Preparation and due diligence
Before bidding, it is essential to carry out thorough due diligence. This includes viewing the property in person, where possible, to assess its condition and reviewing the legal pack, which is made available prior to the auction. This pack contains important documents such as title deeds, searches, and any special conditions of sale including additional fees payable by the winning bidder. Understanding this information is crucial to making an informed decision and avoiding unexpected issues later.
Making a bid
Bidding can take place in several ways: in person at the auction venue, online via the auctioneer’s platform or by telephone, arranged in advance. Some auction houses may require bidders to register and pay a fee or partial deposit beforehand, so it is advisable to check the requirements early.
There are two main types of property auction:
- Traditional auction: The winning bidder is required to pay a 10% deposit within 24 hours and complete the purchase within 28 calendar days (unless otherwise stated). The deposit is deducted from the balance to pay at completion of the purchase.

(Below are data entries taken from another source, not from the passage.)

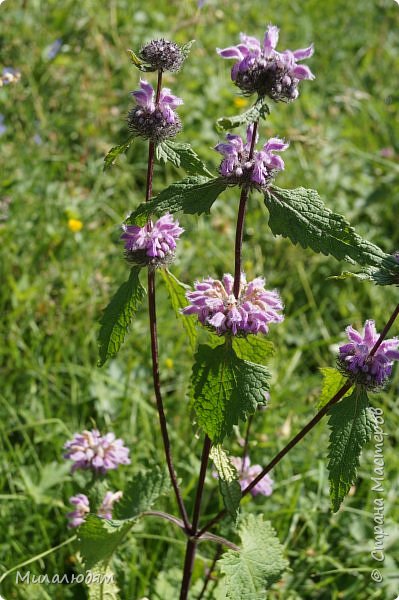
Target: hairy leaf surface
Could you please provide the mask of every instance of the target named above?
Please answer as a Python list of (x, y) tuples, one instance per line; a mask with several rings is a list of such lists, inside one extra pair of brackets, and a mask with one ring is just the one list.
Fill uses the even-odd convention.
[(140, 514), (149, 510), (160, 495), (170, 489), (165, 469), (152, 466), (128, 483), (122, 499), (115, 504), (112, 520), (90, 514), (78, 531), (79, 551), (87, 569), (106, 568)]
[(361, 266), (396, 268), (392, 256), (361, 238), (348, 221), (333, 213), (315, 190), (273, 187), (265, 194), (269, 225), (275, 235), (288, 237), (294, 244), (331, 254)]
[(120, 144), (119, 146), (114, 146), (113, 148), (111, 148), (111, 150), (108, 152), (108, 154), (104, 158), (103, 171), (106, 171), (107, 169), (112, 167), (112, 165), (115, 164), (115, 161), (118, 158), (118, 156), (120, 154), (124, 154), (125, 152), (127, 152), (127, 150), (129, 150), (130, 146), (133, 143), (134, 138), (135, 138), (135, 136), (131, 135), (126, 140), (126, 142), (123, 142), (123, 144)]
[(264, 119), (266, 115), (270, 114), (269, 107), (265, 104), (264, 100), (258, 100), (254, 106), (251, 106), (247, 111), (241, 115), (235, 117), (220, 117), (216, 121), (216, 128), (219, 131), (234, 129), (240, 127), (240, 125), (249, 125), (255, 123), (259, 119)]
[(238, 421), (265, 405), (270, 373), (239, 358), (228, 343), (201, 345), (191, 375), (191, 400), (198, 424), (214, 443), (222, 443)]
[(158, 160), (163, 160), (165, 163), (170, 161), (175, 167), (181, 167), (189, 175), (212, 177), (212, 173), (190, 144), (167, 140), (157, 146), (156, 152)]
[(153, 213), (163, 214), (183, 211), (186, 214), (208, 213), (216, 198), (227, 187), (226, 181), (221, 178), (209, 179), (203, 176), (192, 176), (172, 183), (158, 196), (144, 202), (132, 212), (127, 222), (130, 224), (145, 223), (147, 217)]
[[(321, 388), (320, 400), (317, 405), (318, 410), (323, 408), (323, 406), (327, 404), (327, 402), (329, 402), (337, 392), (339, 392), (339, 390), (347, 381), (346, 377), (344, 377), (342, 373), (338, 371), (338, 369), (334, 369), (333, 367), (322, 367), (320, 372), (323, 375), (323, 385)], [(343, 398), (350, 396), (352, 391), (353, 388), (350, 388)]]
[(212, 446), (209, 456), (218, 473), (219, 489), (224, 506), (229, 515), (236, 521), (242, 495), (237, 469), (231, 462), (227, 452), (220, 445)]
[(145, 296), (146, 291), (140, 283), (139, 273), (140, 267), (132, 268), (129, 279), (121, 285), (101, 317), (99, 367), (118, 353), (133, 316)]
[(262, 335), (233, 338), (233, 350), (238, 358), (264, 363), (274, 354), (274, 344)]
[(183, 324), (186, 330), (188, 340), (191, 348), (195, 350), (197, 346), (197, 329), (195, 327), (194, 319), (182, 315), (180, 310), (187, 306), (188, 300), (186, 298), (186, 292), (190, 291), (191, 288), (179, 281), (170, 271), (166, 269), (161, 270), (161, 275), (165, 281), (170, 300), (172, 302), (173, 310), (175, 311), (176, 317)]
[(331, 428), (329, 445), (329, 480), (332, 509), (336, 512), (356, 482), (359, 457), (371, 439), (374, 416), (367, 393), (355, 388), (350, 396), (335, 404), (329, 411)]
[(266, 591), (288, 566), (283, 547), (263, 515), (250, 514), (241, 520), (240, 552), (228, 550), (219, 564), (229, 600), (265, 600)]

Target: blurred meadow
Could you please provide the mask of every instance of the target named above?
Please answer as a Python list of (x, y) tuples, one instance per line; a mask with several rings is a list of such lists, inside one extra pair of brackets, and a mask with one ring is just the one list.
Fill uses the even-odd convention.
[[(231, 85), (231, 63), (215, 48), (237, 43), (240, 31), (262, 37), (268, 23), (280, 27), (281, 49), (315, 44), (308, 64), (316, 79), (302, 84), (296, 102), (274, 105), (261, 126), (262, 137), (290, 141), (277, 185), (316, 188), (359, 233), (393, 252), (399, 248), (399, 6), (393, 0), (208, 0), (201, 9), (194, 0), (0, 5), (0, 70), (21, 72), (18, 83), (0, 89), (0, 577), (34, 557), (21, 572), (77, 569), (75, 546), (62, 545), (73, 534), (66, 528), (68, 498), (84, 491), (86, 481), (72, 477), (62, 459), (75, 431), (97, 425), (130, 447), (132, 464), (110, 475), (113, 489), (122, 489), (145, 461), (163, 460), (145, 307), (118, 357), (96, 367), (101, 311), (128, 275), (120, 224), (144, 199), (143, 142), (102, 171), (104, 155), (127, 137), (129, 92), (140, 75), (126, 49), (159, 36), (196, 40), (183, 71), (166, 82), (184, 98), (178, 141), (189, 141), (216, 172), (219, 155), (212, 147), (221, 136), (215, 121), (243, 111), (247, 100)], [(182, 176), (157, 165), (154, 191)], [(237, 191), (229, 190), (211, 215), (181, 218), (186, 232), (172, 267), (179, 279), (192, 284), (232, 271), (237, 206)], [(280, 290), (286, 314), (270, 333), (277, 348), (271, 405), (254, 422), (250, 455), (261, 464), (315, 413), (319, 368), (334, 366), (344, 328), (374, 318), (381, 329), (397, 303), (395, 288), (331, 279), (347, 265), (274, 238), (267, 220), (261, 196), (253, 194), (244, 267), (249, 277), (264, 275)], [(190, 510), (202, 447), (187, 410), (192, 355), (161, 278), (158, 289), (161, 377)], [(399, 333), (398, 324), (392, 333)], [(373, 447), (363, 453), (351, 497), (333, 515), (323, 421), (274, 470), (273, 495), (242, 503), (243, 511), (262, 512), (273, 522), (290, 560), (271, 599), (385, 600), (399, 593), (398, 389), (396, 371), (390, 388), (373, 397), (384, 410), (387, 434), (384, 564), (370, 556)], [(229, 442), (232, 452), (243, 432)], [(221, 501), (210, 470), (207, 481), (204, 515), (212, 516)], [(172, 497), (160, 506), (175, 511)], [(228, 524), (223, 530), (228, 533)], [(115, 563), (121, 598), (177, 597), (184, 544), (172, 524), (140, 521)], [(201, 544), (194, 582), (213, 552)], [(384, 579), (376, 584), (370, 572), (381, 566)], [(87, 597), (79, 584), (17, 585), (15, 571), (1, 586), (7, 600)]]

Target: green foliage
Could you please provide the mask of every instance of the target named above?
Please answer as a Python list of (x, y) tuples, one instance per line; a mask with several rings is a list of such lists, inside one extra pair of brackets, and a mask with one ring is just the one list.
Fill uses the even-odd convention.
[(184, 329), (186, 330), (187, 338), (192, 350), (195, 350), (195, 348), (197, 347), (198, 336), (194, 320), (182, 315), (180, 312), (182, 308), (187, 306), (186, 292), (190, 291), (191, 288), (188, 285), (185, 285), (184, 283), (179, 281), (173, 275), (173, 273), (171, 273), (167, 269), (161, 269), (160, 273), (166, 284), (169, 298), (172, 302), (173, 310), (175, 311), (176, 317), (181, 321)]
[(156, 67), (147, 65), (135, 52), (133, 52), (133, 50), (130, 50), (130, 48), (126, 50), (126, 52), (128, 53), (131, 62), (139, 69), (139, 71), (142, 71), (143, 73), (156, 71)]
[(134, 520), (108, 521), (88, 515), (78, 534), (78, 549), (85, 567), (91, 569), (97, 564), (105, 567), (133, 525)]
[[(250, 104), (237, 108), (238, 91), (230, 80), (232, 61), (217, 58), (215, 47), (236, 44), (240, 31), (261, 37), (265, 27), (259, 20), (264, 0), (243, 0), (234, 4), (234, 11), (225, 10), (226, 6), (230, 8), (227, 3), (214, 1), (196, 11), (196, 0), (150, 0), (143, 7), (133, 2), (88, 0), (5, 1), (0, 6), (2, 30), (6, 32), (2, 38), (3, 64), (22, 71), (18, 84), (0, 89), (0, 112), (7, 127), (1, 136), (0, 177), (3, 570), (35, 556), (38, 558), (23, 571), (30, 569), (41, 575), (45, 565), (48, 573), (62, 573), (64, 566), (71, 565), (72, 543), (44, 558), (40, 555), (67, 539), (65, 513), (70, 510), (68, 498), (77, 489), (66, 474), (63, 481), (40, 494), (39, 505), (39, 496), (31, 495), (26, 474), (30, 481), (39, 483), (48, 463), (58, 462), (61, 469), (62, 445), (74, 431), (90, 428), (94, 420), (101, 431), (112, 429), (125, 439), (135, 463), (141, 464), (155, 452), (162, 456), (162, 440), (154, 435), (151, 378), (143, 365), (149, 354), (143, 341), (148, 336), (146, 310), (139, 310), (134, 318), (135, 335), (129, 335), (129, 352), (121, 351), (116, 360), (93, 369), (98, 353), (94, 323), (112, 290), (116, 291), (129, 274), (115, 245), (116, 228), (121, 218), (144, 200), (147, 144), (135, 140), (127, 153), (129, 168), (122, 168), (127, 164), (120, 156), (116, 167), (105, 176), (101, 173), (102, 158), (111, 146), (128, 137), (125, 115), (131, 104), (129, 91), (137, 88), (143, 76), (132, 68), (125, 50), (138, 50), (155, 33), (178, 43), (193, 37), (199, 41), (178, 74), (165, 74), (164, 85), (185, 102), (178, 109), (184, 130), (176, 139), (191, 141), (209, 168), (217, 164), (218, 155), (212, 150), (218, 141), (213, 123), (221, 115), (246, 110)], [(278, 185), (317, 188), (329, 208), (356, 224), (359, 234), (388, 253), (399, 248), (399, 228), (393, 217), (399, 197), (398, 95), (396, 78), (392, 77), (398, 70), (397, 3), (305, 0), (300, 10), (286, 10), (281, 1), (270, 0), (267, 13), (280, 27), (281, 49), (299, 48), (311, 41), (316, 48), (314, 57), (307, 61), (316, 79), (301, 83), (297, 101), (273, 105), (273, 130), (267, 122), (260, 130), (260, 145), (262, 137), (275, 134), (291, 141)], [(348, 28), (350, 35), (346, 34)], [(45, 45), (57, 38), (63, 39), (61, 52), (54, 60), (45, 60)], [(155, 74), (144, 75), (155, 83)], [(77, 85), (78, 81), (82, 85)], [(244, 134), (245, 126), (235, 131)], [(41, 145), (34, 141), (36, 133), (41, 136)], [(391, 149), (392, 158), (380, 155), (383, 148)], [(165, 169), (155, 165), (154, 193), (174, 181), (174, 171), (172, 166)], [(7, 198), (11, 199), (8, 216), (3, 208)], [(181, 281), (231, 272), (237, 200), (237, 190), (228, 188), (210, 217), (182, 216), (184, 250), (178, 252), (173, 266)], [(286, 306), (285, 321), (271, 331), (278, 351), (278, 360), (273, 360), (273, 410), (259, 413), (252, 426), (256, 443), (251, 458), (253, 463), (263, 464), (263, 459), (275, 451), (276, 439), (270, 432), (279, 430), (287, 419), (295, 433), (309, 420), (311, 408), (306, 399), (311, 402), (314, 398), (317, 403), (319, 367), (331, 364), (331, 345), (345, 326), (356, 323), (360, 327), (365, 316), (371, 315), (382, 327), (390, 307), (397, 302), (398, 290), (355, 279), (327, 280), (332, 272), (341, 271), (341, 265), (334, 269), (332, 259), (303, 251), (281, 236), (273, 240), (269, 228), (260, 226), (262, 222), (265, 225), (265, 208), (262, 211), (256, 198), (248, 208), (244, 268), (251, 276), (267, 273), (272, 285), (281, 289)], [(70, 214), (83, 223), (78, 234), (68, 228)], [(306, 280), (298, 277), (301, 269)], [(192, 429), (183, 399), (192, 356), (186, 333), (179, 331), (162, 288), (160, 282), (161, 377), (172, 425), (173, 456), (186, 494), (194, 489), (198, 476), (194, 454), (200, 452), (199, 442), (186, 437)], [(196, 318), (187, 320), (195, 322)], [(397, 331), (393, 329), (392, 335)], [(167, 358), (178, 368), (165, 369)], [(385, 436), (384, 459), (385, 525), (390, 543), (385, 548), (384, 581), (376, 586), (371, 580), (370, 557), (364, 551), (373, 539), (370, 513), (375, 492), (372, 485), (361, 485), (350, 499), (353, 511), (329, 514), (328, 486), (322, 483), (327, 476), (323, 453), (328, 428), (318, 427), (279, 464), (279, 481), (290, 483), (276, 486), (272, 499), (262, 504), (269, 507), (272, 503), (274, 527), (287, 532), (284, 539), (293, 569), (282, 587), (270, 594), (275, 600), (315, 600), (326, 594), (327, 584), (331, 597), (344, 596), (345, 600), (376, 594), (381, 599), (397, 596), (395, 523), (399, 521), (399, 503), (388, 501), (388, 488), (398, 487), (398, 386), (399, 370), (395, 369), (392, 385), (378, 396), (389, 434)], [(264, 433), (268, 434), (266, 441)], [(279, 442), (285, 443), (285, 438)], [(369, 444), (361, 459), (366, 474), (371, 473), (372, 459)], [(75, 484), (80, 483), (78, 475), (74, 475)], [(110, 472), (109, 477), (110, 483), (118, 482), (112, 489), (122, 489), (119, 482), (125, 480), (126, 468)], [(212, 483), (215, 487), (216, 482)], [(207, 495), (209, 517), (218, 511), (217, 496)], [(255, 503), (249, 497), (247, 500), (245, 510), (261, 508), (259, 496)], [(175, 512), (172, 495), (162, 498), (162, 507)], [(142, 519), (138, 527), (142, 538), (133, 539), (133, 532), (129, 534), (113, 565), (122, 598), (153, 600), (159, 571), (172, 571), (174, 566), (180, 575), (171, 581), (175, 592), (171, 598), (178, 598), (183, 536), (173, 525), (152, 518)], [(160, 532), (166, 536), (170, 532), (169, 540), (160, 539)], [(146, 537), (151, 534), (153, 537)], [(214, 546), (203, 543), (199, 548), (194, 579), (202, 583), (202, 558), (208, 556), (209, 566)], [(334, 549), (333, 568), (326, 548)], [(17, 585), (15, 572), (1, 582), (1, 588), (0, 594), (7, 599), (85, 597), (81, 585)], [(160, 598), (164, 600), (162, 594)]]
[(396, 268), (392, 256), (362, 239), (342, 215), (327, 208), (315, 190), (273, 187), (265, 195), (269, 225), (275, 235), (315, 252), (361, 266)]
[(266, 590), (278, 581), (288, 566), (283, 547), (263, 515), (241, 519), (240, 552), (228, 550), (219, 564), (228, 600), (265, 600)]
[(220, 445), (212, 446), (209, 456), (213, 460), (218, 473), (219, 489), (224, 506), (229, 515), (236, 521), (242, 495), (237, 469), (231, 462), (227, 452)]
[(258, 100), (254, 106), (251, 106), (247, 111), (235, 117), (220, 117), (216, 121), (218, 131), (224, 131), (240, 127), (240, 125), (249, 125), (255, 123), (258, 119), (265, 119), (270, 114), (269, 107), (264, 99)]
[[(323, 375), (323, 385), (321, 388), (320, 399), (317, 405), (317, 409), (320, 410), (323, 408), (327, 402), (335, 396), (335, 394), (342, 388), (342, 386), (346, 383), (347, 379), (338, 371), (338, 369), (334, 369), (334, 367), (321, 367), (320, 372)], [(343, 398), (346, 396), (350, 396), (352, 393), (352, 389), (350, 388)]]
[(139, 274), (140, 267), (133, 267), (129, 279), (120, 286), (104, 310), (98, 336), (99, 367), (118, 353), (133, 316), (144, 298), (145, 289), (140, 283)]
[(158, 160), (163, 160), (165, 163), (170, 161), (175, 167), (181, 167), (189, 175), (212, 177), (212, 173), (193, 150), (191, 144), (167, 140), (156, 147), (156, 155)]
[(350, 396), (335, 404), (329, 414), (328, 470), (332, 510), (336, 512), (356, 481), (359, 457), (371, 439), (374, 417), (363, 387), (356, 387)]
[(106, 568), (112, 555), (122, 544), (137, 518), (168, 492), (167, 472), (154, 465), (140, 471), (128, 483), (122, 499), (114, 508), (115, 519), (107, 520), (90, 514), (79, 528), (78, 547), (85, 567)]
[(109, 567), (97, 566), (91, 570), (88, 581), (89, 600), (118, 600), (119, 588), (115, 573)]
[(233, 350), (238, 358), (256, 363), (265, 363), (274, 354), (273, 342), (264, 335), (233, 337)]
[(111, 150), (107, 153), (107, 155), (104, 158), (103, 171), (106, 171), (107, 169), (111, 168), (115, 164), (115, 161), (118, 158), (118, 156), (120, 154), (124, 154), (129, 150), (135, 137), (135, 135), (131, 135), (126, 140), (126, 142), (123, 142), (123, 144), (119, 144), (119, 146), (114, 146), (113, 148), (111, 148)]
[(239, 419), (266, 404), (269, 371), (239, 358), (228, 341), (198, 347), (191, 375), (191, 401), (198, 424), (214, 443), (222, 443)]
[(139, 471), (128, 483), (121, 500), (115, 504), (116, 519), (134, 519), (149, 510), (158, 498), (170, 490), (168, 471), (157, 465)]
[(187, 177), (172, 183), (150, 202), (140, 204), (127, 222), (142, 224), (153, 213), (175, 213), (180, 210), (190, 215), (208, 213), (216, 198), (226, 187), (227, 183), (219, 177), (216, 179), (203, 176)]

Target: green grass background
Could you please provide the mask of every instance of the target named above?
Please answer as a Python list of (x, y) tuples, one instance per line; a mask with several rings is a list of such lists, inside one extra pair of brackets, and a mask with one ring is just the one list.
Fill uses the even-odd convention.
[[(279, 48), (311, 41), (316, 48), (309, 61), (316, 79), (302, 84), (296, 102), (274, 106), (261, 127), (262, 137), (290, 141), (277, 184), (317, 188), (361, 234), (394, 251), (399, 248), (395, 2), (209, 0), (201, 11), (192, 0), (6, 0), (0, 6), (0, 62), (21, 71), (19, 83), (0, 89), (7, 128), (0, 138), (0, 575), (70, 535), (68, 498), (86, 482), (71, 477), (62, 460), (62, 446), (74, 431), (97, 424), (130, 446), (132, 465), (110, 476), (114, 489), (146, 459), (162, 461), (144, 309), (118, 358), (101, 370), (95, 366), (101, 310), (128, 273), (120, 223), (144, 197), (144, 143), (135, 142), (127, 157), (102, 172), (104, 154), (127, 136), (129, 92), (139, 79), (125, 50), (160, 35), (181, 43), (197, 40), (184, 70), (167, 84), (185, 102), (178, 139), (190, 141), (216, 170), (215, 120), (239, 109), (230, 63), (216, 56), (215, 47), (236, 43), (240, 31), (261, 37), (268, 23), (281, 28)], [(61, 52), (50, 60), (49, 46), (59, 38)], [(388, 157), (381, 154), (384, 148), (390, 149)], [(157, 166), (155, 191), (181, 176), (173, 167)], [(237, 196), (229, 190), (210, 216), (181, 219), (186, 233), (173, 272), (186, 283), (233, 269)], [(79, 233), (68, 228), (70, 218), (82, 221)], [(250, 202), (244, 265), (249, 277), (265, 275), (286, 307), (284, 323), (270, 333), (277, 347), (271, 406), (257, 416), (251, 441), (252, 461), (265, 464), (314, 414), (318, 369), (334, 364), (345, 326), (361, 327), (374, 318), (381, 329), (397, 289), (328, 279), (345, 265), (273, 238), (258, 195)], [(192, 357), (161, 282), (158, 309), (170, 434), (190, 508), (202, 444), (187, 411)], [(396, 373), (389, 390), (373, 397), (384, 409), (387, 433), (383, 583), (370, 579), (371, 569), (381, 566), (370, 557), (373, 448), (363, 454), (353, 495), (332, 515), (323, 422), (275, 469), (273, 495), (243, 502), (244, 511), (272, 520), (290, 559), (291, 570), (270, 598), (390, 600), (399, 593), (398, 386)], [(237, 439), (229, 444), (232, 452), (238, 452)], [(220, 500), (210, 476), (208, 484), (204, 514), (211, 516)], [(173, 498), (160, 506), (175, 511)], [(170, 597), (177, 596), (183, 552), (184, 538), (173, 525), (140, 522), (116, 559), (121, 597), (168, 600), (168, 585)], [(194, 580), (203, 578), (212, 556), (213, 548), (202, 544)], [(67, 544), (21, 571), (62, 574), (75, 565), (75, 547)], [(80, 585), (16, 585), (15, 573), (2, 585), (7, 600), (86, 597)]]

- Modern method auctions: This allows more time, with 56 days to complete. Instead of a deposit, the buyer pays a reservation fee, typically around 5% of the purchase price however this is paid in addition to the purchase price and is not included in the purchase price if you apply for a mortgage or bridging loan.
Understanding the type of auction is important, as it affects both the financial commitment and the timeline for completion.
Why consider buying at auction?
Residential Buyers – auctions can offer opportunities to purchase properties with potential, particularly those in need of renovation. These properties may be difficult to mortgage in their current condition, which can reduce competition and offer better value.
Investors – the speed of the auction process is attractive to investors looking to acquire and develop multiple properties. If the total cost (including renovation) is lower than market value, there is potential to increase rental yield or resale profit.
Risks and Considerations
There are risks associated with buying at auction, including undisclosed issues with the property, loss of deposit or reservation fee if the transaction is not completed within the required timeframe, and financing delays, which can jeopardize the purchase. It is advisable to consult a mortgage broker early in the process to ensure that funding is in place and deadlines can be met.
Conclusion
Buying property at auction can be a viable alternative to traditional methods, offering speed and potential value. However, it requires careful preparation, financial readiness, and a clear understanding of the process. For the right buyer, it can be a worthwhile opportunity.